One of the reasons for our collapse was her refusal to work. I certainly wasnt going to reward that choice in divorce. Much to her credit, she waived it.

Had she not, we would have had a very different set of circumstances.


----------



## lenzi (Apr 10, 2012)

Deejo said:


> I made it crystal clear to my ex and the mediator that I would do time before I paid a dime of alimony.
> 
> One of the reasons for our collapse was her refusal to work. I certainly wasnt going to reward that choice in divorce. Much to her credit, she waived it.
> 
> Had she not, we would have had a very different set of circumstances.


You probably would have done time.

You played hardball and you won, but truth be told if your marriage was of long enough duration, in most states, her refusal to work would probably not have prevented a court from awarding alimony, and although I don't know you, I'd think that when it all came down, as painful as it might have been, you would have written the check rather than sharing a cell with a guy named Bubba.



Deejo said:


> The husband was a diagnosed sociopath.


Now I'm sure we're talking about my exwife!

**

In this case, it's possible that they can work out most of the issues in mediation and leave alimony up to the courts. Or maybe the OP could request a couple of years of support and her STBX would agree, in order to stay out of court, or else she could offer something up in the joint marital assets in exchange for a few years of support, something like that.

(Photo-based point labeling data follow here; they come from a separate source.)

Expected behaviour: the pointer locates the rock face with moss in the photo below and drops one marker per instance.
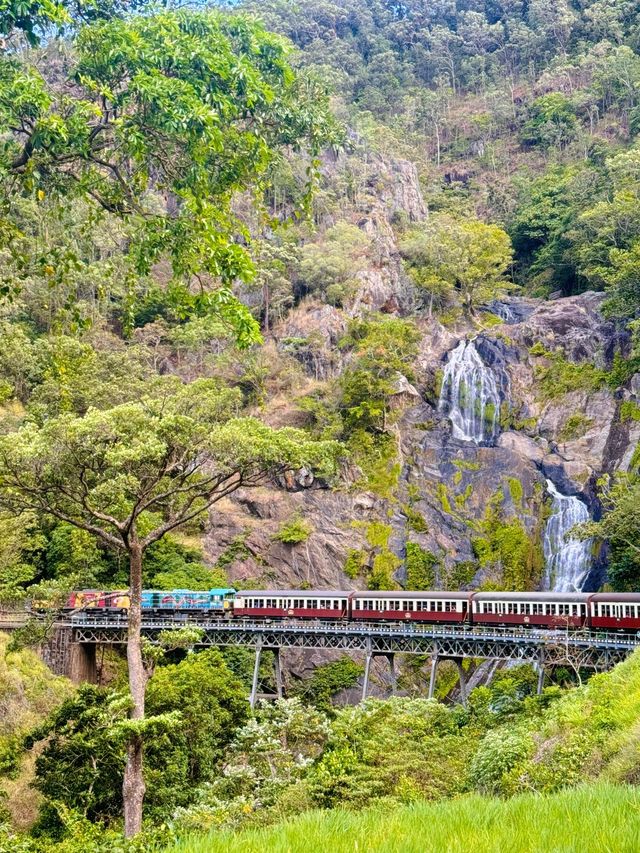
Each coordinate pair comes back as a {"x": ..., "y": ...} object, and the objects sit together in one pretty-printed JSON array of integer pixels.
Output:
[{"x": 455, "y": 513}]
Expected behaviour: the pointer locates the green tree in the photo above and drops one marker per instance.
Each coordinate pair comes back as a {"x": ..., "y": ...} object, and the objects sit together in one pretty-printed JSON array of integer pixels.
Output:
[
  {"x": 468, "y": 258},
  {"x": 162, "y": 120},
  {"x": 552, "y": 122},
  {"x": 620, "y": 527},
  {"x": 382, "y": 348},
  {"x": 195, "y": 707},
  {"x": 131, "y": 474}
]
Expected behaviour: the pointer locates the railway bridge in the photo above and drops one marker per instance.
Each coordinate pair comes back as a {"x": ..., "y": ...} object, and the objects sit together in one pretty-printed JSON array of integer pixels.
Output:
[{"x": 79, "y": 635}]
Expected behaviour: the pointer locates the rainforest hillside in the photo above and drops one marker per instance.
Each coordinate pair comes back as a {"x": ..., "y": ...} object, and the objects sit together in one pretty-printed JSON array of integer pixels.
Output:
[{"x": 302, "y": 294}]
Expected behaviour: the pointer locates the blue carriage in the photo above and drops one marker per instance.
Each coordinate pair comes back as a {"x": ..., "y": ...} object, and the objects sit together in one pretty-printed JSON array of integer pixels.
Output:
[{"x": 206, "y": 601}]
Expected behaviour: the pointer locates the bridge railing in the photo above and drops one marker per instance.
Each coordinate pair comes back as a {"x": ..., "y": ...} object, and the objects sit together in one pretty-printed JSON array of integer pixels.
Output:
[{"x": 399, "y": 629}]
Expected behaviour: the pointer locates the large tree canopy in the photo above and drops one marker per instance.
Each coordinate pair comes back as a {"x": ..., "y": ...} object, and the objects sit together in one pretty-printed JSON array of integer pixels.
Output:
[
  {"x": 162, "y": 120},
  {"x": 129, "y": 475}
]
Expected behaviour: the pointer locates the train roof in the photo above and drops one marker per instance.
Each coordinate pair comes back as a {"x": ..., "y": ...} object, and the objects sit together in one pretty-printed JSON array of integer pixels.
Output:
[
  {"x": 616, "y": 596},
  {"x": 402, "y": 595},
  {"x": 581, "y": 597},
  {"x": 215, "y": 590},
  {"x": 298, "y": 593}
]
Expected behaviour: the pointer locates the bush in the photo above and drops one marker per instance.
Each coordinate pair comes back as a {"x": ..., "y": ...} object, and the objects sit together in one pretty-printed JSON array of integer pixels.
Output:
[
  {"x": 499, "y": 757},
  {"x": 420, "y": 567},
  {"x": 294, "y": 531}
]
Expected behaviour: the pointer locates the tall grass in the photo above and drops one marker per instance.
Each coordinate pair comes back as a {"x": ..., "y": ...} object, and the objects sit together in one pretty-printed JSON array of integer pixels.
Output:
[{"x": 599, "y": 818}]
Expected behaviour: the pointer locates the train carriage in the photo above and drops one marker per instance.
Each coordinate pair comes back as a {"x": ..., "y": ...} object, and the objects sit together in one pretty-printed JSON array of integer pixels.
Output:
[
  {"x": 535, "y": 609},
  {"x": 292, "y": 603},
  {"x": 411, "y": 606},
  {"x": 98, "y": 599},
  {"x": 208, "y": 601},
  {"x": 613, "y": 611}
]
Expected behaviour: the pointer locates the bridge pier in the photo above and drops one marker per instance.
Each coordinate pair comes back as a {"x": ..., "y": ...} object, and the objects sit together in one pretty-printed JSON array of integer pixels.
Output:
[
  {"x": 463, "y": 681},
  {"x": 392, "y": 674},
  {"x": 433, "y": 675},
  {"x": 540, "y": 667},
  {"x": 82, "y": 663},
  {"x": 367, "y": 669},
  {"x": 277, "y": 666},
  {"x": 391, "y": 658},
  {"x": 253, "y": 698}
]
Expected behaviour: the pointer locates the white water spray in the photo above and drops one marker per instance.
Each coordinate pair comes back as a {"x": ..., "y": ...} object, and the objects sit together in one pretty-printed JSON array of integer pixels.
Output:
[
  {"x": 567, "y": 559},
  {"x": 469, "y": 395}
]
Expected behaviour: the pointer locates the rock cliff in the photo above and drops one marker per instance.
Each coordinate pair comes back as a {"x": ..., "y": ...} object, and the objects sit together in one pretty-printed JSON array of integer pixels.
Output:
[{"x": 557, "y": 418}]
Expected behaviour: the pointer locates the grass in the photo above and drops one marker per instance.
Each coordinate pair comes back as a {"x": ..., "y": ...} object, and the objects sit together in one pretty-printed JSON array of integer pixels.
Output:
[{"x": 599, "y": 818}]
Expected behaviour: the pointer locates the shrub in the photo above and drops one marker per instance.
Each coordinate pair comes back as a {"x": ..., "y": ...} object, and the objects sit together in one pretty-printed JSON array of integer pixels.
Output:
[
  {"x": 500, "y": 754},
  {"x": 420, "y": 567},
  {"x": 354, "y": 563},
  {"x": 575, "y": 426},
  {"x": 294, "y": 531}
]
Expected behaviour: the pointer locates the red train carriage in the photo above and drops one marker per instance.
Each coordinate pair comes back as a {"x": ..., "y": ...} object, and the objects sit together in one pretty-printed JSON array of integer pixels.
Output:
[
  {"x": 537, "y": 609},
  {"x": 411, "y": 606},
  {"x": 97, "y": 599},
  {"x": 613, "y": 611},
  {"x": 292, "y": 603}
]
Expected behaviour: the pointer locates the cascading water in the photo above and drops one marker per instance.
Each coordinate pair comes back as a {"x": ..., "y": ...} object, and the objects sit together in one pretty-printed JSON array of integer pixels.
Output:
[
  {"x": 567, "y": 559},
  {"x": 470, "y": 396}
]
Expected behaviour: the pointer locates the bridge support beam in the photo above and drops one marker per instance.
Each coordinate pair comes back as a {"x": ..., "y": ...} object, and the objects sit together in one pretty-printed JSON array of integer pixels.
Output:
[
  {"x": 277, "y": 668},
  {"x": 433, "y": 675},
  {"x": 392, "y": 674},
  {"x": 463, "y": 681},
  {"x": 540, "y": 667},
  {"x": 253, "y": 698},
  {"x": 367, "y": 669},
  {"x": 82, "y": 663}
]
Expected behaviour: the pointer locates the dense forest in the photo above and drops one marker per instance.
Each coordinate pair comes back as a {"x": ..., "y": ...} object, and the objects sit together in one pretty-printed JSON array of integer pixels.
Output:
[{"x": 250, "y": 256}]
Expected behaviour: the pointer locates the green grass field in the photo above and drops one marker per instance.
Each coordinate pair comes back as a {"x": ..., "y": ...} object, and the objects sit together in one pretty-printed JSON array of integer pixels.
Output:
[{"x": 591, "y": 819}]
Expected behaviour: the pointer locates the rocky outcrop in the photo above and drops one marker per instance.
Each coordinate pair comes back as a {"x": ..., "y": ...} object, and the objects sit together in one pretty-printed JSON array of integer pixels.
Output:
[{"x": 569, "y": 437}]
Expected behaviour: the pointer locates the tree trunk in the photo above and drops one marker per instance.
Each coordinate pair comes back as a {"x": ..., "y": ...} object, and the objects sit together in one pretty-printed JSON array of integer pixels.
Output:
[{"x": 133, "y": 783}]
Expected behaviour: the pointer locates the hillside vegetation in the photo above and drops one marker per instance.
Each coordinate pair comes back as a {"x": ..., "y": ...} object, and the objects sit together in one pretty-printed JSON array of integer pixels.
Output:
[
  {"x": 241, "y": 248},
  {"x": 600, "y": 818}
]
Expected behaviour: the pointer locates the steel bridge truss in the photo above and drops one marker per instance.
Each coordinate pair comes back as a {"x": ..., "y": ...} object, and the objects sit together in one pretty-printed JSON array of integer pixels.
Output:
[{"x": 541, "y": 648}]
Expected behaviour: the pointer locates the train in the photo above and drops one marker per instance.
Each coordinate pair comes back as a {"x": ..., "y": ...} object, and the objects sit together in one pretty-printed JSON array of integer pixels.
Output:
[{"x": 608, "y": 611}]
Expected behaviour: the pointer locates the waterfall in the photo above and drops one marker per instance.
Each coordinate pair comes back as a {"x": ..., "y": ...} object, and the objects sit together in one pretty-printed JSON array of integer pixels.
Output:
[
  {"x": 567, "y": 559},
  {"x": 470, "y": 396},
  {"x": 504, "y": 311}
]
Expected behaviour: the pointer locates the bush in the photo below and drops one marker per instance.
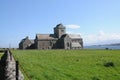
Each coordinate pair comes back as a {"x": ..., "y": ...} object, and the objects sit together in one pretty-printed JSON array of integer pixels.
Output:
[
  {"x": 95, "y": 78},
  {"x": 109, "y": 64}
]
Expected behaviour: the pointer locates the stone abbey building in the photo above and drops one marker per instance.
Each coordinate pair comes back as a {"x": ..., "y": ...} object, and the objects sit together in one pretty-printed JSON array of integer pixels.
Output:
[{"x": 58, "y": 40}]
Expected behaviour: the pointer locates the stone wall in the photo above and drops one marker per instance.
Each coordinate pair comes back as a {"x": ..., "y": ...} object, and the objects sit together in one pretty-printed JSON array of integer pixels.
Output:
[{"x": 9, "y": 67}]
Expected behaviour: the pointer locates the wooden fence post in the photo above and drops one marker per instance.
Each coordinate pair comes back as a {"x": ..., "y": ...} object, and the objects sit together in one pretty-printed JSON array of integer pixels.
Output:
[{"x": 17, "y": 70}]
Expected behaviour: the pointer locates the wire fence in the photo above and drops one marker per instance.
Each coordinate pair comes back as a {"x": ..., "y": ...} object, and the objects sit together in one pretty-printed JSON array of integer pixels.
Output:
[{"x": 22, "y": 68}]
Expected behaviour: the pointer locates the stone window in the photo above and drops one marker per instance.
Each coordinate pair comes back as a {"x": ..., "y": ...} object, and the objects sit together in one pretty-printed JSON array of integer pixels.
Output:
[{"x": 68, "y": 44}]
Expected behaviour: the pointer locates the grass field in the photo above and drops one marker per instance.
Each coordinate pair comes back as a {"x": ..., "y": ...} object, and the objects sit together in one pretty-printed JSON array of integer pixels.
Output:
[{"x": 69, "y": 64}]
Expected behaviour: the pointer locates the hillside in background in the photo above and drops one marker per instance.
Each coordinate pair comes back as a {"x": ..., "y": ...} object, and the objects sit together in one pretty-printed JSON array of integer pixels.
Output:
[{"x": 69, "y": 64}]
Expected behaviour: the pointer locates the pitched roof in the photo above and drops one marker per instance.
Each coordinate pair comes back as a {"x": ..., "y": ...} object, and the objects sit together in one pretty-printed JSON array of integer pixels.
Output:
[
  {"x": 44, "y": 36},
  {"x": 74, "y": 36},
  {"x": 32, "y": 41},
  {"x": 60, "y": 26}
]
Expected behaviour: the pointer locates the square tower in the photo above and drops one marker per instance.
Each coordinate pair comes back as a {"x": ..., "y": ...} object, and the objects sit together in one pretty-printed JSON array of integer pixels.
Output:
[{"x": 59, "y": 30}]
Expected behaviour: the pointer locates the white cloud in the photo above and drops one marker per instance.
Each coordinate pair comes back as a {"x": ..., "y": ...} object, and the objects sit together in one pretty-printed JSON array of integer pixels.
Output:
[
  {"x": 73, "y": 26},
  {"x": 100, "y": 38}
]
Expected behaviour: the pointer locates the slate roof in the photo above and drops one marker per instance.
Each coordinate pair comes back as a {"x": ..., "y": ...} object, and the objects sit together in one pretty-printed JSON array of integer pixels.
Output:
[
  {"x": 45, "y": 36},
  {"x": 60, "y": 26},
  {"x": 74, "y": 36},
  {"x": 32, "y": 41}
]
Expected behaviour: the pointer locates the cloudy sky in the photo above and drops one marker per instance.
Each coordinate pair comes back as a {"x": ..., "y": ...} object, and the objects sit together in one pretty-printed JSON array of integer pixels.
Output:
[{"x": 97, "y": 21}]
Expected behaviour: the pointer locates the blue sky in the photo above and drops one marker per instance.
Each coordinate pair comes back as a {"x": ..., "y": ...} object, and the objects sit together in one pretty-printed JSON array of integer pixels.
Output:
[{"x": 97, "y": 20}]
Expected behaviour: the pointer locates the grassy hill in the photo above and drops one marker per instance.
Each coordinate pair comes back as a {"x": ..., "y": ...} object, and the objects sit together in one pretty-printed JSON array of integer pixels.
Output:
[{"x": 69, "y": 64}]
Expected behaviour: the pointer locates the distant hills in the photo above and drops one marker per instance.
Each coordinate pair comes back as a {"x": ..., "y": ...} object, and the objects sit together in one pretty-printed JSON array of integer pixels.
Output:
[{"x": 113, "y": 44}]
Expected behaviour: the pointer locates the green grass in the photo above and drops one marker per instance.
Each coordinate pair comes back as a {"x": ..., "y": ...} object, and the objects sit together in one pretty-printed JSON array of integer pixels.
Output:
[{"x": 69, "y": 64}]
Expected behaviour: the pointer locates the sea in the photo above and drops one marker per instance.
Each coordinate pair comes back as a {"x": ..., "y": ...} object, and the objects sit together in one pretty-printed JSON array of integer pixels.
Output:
[{"x": 102, "y": 47}]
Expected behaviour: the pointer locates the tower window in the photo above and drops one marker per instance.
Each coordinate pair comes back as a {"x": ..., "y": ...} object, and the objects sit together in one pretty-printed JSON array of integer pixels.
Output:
[{"x": 62, "y": 30}]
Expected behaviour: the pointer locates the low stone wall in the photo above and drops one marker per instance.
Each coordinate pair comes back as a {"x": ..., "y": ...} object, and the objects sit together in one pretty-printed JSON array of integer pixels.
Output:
[{"x": 9, "y": 67}]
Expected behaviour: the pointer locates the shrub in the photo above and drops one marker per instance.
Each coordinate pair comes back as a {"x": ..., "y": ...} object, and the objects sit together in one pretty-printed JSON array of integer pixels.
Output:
[
  {"x": 95, "y": 78},
  {"x": 109, "y": 64}
]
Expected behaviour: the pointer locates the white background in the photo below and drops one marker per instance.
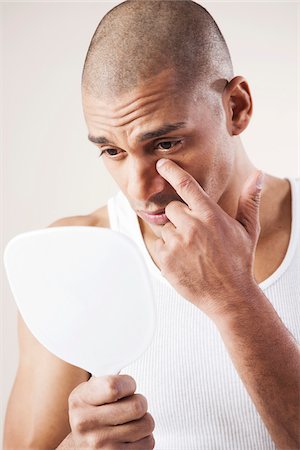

Mediation doesn't have to be all or nothing, although it would be great if all the issues were resolved. Anything that can be worked out is that much less time and money in legal expenses.


----------



## arbitrator (Feb 13, 2012)

*My goodness! Just hearing all of these woeful stories is quite enough for me to remove the words "I do" from my vocabulary entirely!*


----------



## honcho (Oct 5, 2013)

If you could get by under 10 grand you are fortunate. Between the my stbx and myself we got over 25 grand invested now and are at the exact point we were the day she filed…..nowhere and we don’t have children involved, nor any significant assets. I haven’t even received an offer to settle yet after a year.

If you two are still civil to each other and you can go the mediation route, its in the best interests. You have been married a long time so you stbx does know already he is going to be on the hook for alimony, its just the number he will cry about. 

You know your financial situation best but another alternative is to maybe take a great share of assets in lieu of alimony or reduced alimony something along those lines if that can work for you financially. From a mind set standpoint, the alimony payment is a constant reminder the divorce and maybe a lump sum payment or an unequal asset division would work better. It also cuts the ties and you have one less reason to think about your former spouse. 

Too many times lawyers make the situation way more complicated by design, its how they make money and while you may have a couple of complicated items asset wise to work out its really as hard or as easy as the two of you make it. If you can keep the emotions in check and focus more on the business end you will be far better off. 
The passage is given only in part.